The company conducts numerous experimental studies: there are 15 studies indicating that drug X improves body image and 10 studies providing statistically significant evidence that drug X increases suicidal ideation.
This researcher combines the effect sizes from the 15 body image studies and the 10 suicidal conduct studies to calculate a ‘weighted average’ in a random-effects model and obtains a result that indicates harm but is statistically insignificant.

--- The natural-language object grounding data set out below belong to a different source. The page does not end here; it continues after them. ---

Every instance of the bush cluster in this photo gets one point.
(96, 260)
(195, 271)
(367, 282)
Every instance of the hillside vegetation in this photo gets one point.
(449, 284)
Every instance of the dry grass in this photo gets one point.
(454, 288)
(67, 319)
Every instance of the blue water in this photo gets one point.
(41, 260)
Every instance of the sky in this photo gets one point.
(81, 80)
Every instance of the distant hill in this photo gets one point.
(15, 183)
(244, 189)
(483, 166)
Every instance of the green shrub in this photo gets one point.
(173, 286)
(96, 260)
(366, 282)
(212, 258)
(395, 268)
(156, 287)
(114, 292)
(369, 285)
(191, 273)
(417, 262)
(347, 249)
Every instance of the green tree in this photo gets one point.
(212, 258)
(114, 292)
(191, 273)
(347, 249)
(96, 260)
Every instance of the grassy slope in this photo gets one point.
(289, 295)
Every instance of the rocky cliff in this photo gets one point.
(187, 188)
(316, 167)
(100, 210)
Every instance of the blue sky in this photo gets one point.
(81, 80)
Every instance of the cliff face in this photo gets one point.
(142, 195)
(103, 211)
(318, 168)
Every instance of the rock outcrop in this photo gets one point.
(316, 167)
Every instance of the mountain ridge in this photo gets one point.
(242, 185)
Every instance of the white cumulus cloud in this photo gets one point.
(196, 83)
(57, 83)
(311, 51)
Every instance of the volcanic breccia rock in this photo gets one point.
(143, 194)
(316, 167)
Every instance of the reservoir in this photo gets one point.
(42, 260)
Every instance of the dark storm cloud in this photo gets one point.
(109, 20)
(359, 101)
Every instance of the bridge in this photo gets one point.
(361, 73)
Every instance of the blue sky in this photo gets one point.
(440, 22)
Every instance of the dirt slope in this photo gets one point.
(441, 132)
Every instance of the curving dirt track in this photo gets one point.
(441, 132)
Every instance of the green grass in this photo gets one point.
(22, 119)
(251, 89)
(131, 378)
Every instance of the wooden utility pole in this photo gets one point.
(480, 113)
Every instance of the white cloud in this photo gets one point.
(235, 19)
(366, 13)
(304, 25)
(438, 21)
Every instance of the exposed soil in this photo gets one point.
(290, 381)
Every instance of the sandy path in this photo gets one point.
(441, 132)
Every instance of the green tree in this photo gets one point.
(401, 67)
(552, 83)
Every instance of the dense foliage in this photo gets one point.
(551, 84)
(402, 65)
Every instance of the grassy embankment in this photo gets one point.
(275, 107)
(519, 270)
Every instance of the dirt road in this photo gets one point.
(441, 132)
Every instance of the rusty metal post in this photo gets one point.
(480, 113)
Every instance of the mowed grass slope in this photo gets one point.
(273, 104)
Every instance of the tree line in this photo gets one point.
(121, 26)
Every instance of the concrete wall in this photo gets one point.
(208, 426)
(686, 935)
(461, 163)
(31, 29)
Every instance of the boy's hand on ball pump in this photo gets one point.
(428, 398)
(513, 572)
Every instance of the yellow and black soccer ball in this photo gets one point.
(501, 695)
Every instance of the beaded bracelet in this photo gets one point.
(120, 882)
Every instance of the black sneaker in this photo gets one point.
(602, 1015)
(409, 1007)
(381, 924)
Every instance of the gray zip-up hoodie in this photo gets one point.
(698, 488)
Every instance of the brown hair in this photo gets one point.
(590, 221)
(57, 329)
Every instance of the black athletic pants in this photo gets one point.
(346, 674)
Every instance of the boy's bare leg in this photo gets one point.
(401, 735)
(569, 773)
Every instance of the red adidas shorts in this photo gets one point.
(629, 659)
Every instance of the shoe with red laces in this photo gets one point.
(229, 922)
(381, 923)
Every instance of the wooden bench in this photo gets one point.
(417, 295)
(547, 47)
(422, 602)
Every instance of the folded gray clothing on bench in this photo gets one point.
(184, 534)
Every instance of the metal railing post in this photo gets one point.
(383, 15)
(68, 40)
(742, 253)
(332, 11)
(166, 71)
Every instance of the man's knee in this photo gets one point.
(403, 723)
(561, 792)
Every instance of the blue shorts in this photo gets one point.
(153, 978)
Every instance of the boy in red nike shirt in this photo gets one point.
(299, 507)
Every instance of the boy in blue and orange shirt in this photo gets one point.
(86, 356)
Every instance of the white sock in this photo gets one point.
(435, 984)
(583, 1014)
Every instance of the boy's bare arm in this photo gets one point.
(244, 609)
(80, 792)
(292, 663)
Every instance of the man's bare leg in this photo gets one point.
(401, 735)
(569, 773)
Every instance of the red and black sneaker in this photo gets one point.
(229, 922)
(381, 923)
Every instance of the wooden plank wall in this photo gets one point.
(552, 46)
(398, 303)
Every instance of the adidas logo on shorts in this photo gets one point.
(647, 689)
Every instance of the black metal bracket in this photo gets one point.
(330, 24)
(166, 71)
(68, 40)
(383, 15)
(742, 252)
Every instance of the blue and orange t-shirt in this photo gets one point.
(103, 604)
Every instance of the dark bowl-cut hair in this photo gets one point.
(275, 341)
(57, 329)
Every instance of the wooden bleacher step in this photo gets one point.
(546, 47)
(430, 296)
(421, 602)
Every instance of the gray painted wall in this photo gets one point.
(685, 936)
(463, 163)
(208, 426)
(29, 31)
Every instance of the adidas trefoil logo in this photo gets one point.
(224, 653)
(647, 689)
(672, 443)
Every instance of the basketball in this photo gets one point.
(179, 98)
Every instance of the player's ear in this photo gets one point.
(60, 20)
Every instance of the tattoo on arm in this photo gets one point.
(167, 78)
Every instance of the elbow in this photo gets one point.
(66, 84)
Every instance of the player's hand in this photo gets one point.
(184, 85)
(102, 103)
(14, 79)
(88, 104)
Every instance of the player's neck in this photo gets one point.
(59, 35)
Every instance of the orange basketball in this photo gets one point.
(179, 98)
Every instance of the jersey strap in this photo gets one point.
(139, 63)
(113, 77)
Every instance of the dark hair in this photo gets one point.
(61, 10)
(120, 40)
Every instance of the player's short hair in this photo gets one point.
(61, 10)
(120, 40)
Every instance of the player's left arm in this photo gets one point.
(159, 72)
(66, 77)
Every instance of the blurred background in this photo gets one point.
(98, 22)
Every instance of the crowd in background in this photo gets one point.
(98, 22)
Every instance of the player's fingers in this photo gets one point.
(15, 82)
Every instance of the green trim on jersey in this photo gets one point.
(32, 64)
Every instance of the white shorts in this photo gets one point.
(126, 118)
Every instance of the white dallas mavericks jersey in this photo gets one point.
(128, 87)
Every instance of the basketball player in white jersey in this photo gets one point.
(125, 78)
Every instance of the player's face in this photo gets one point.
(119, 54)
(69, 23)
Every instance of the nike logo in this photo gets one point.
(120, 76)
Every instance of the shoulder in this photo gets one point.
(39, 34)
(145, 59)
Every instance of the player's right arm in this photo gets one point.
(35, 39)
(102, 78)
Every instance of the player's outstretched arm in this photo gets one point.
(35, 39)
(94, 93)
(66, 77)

A subgroup analysis would have revealed that the 10 suicidal conduct studies provide statistically significant evidence of possibly fatal mental health harm, but the researcher omits any hint of this when he publishes his meta-analysis.
Instead, the researcher declares that his meta-analytic results ‘undermine’ any concerns about the effects of the weight-loss drug X on mental health and even announces publicly that his findings show that drug X has “no impacts on mental health”.
Such conduct would be wrong. Proper analysis is a necessity in any meta-analytic review, especially when public health is at risk.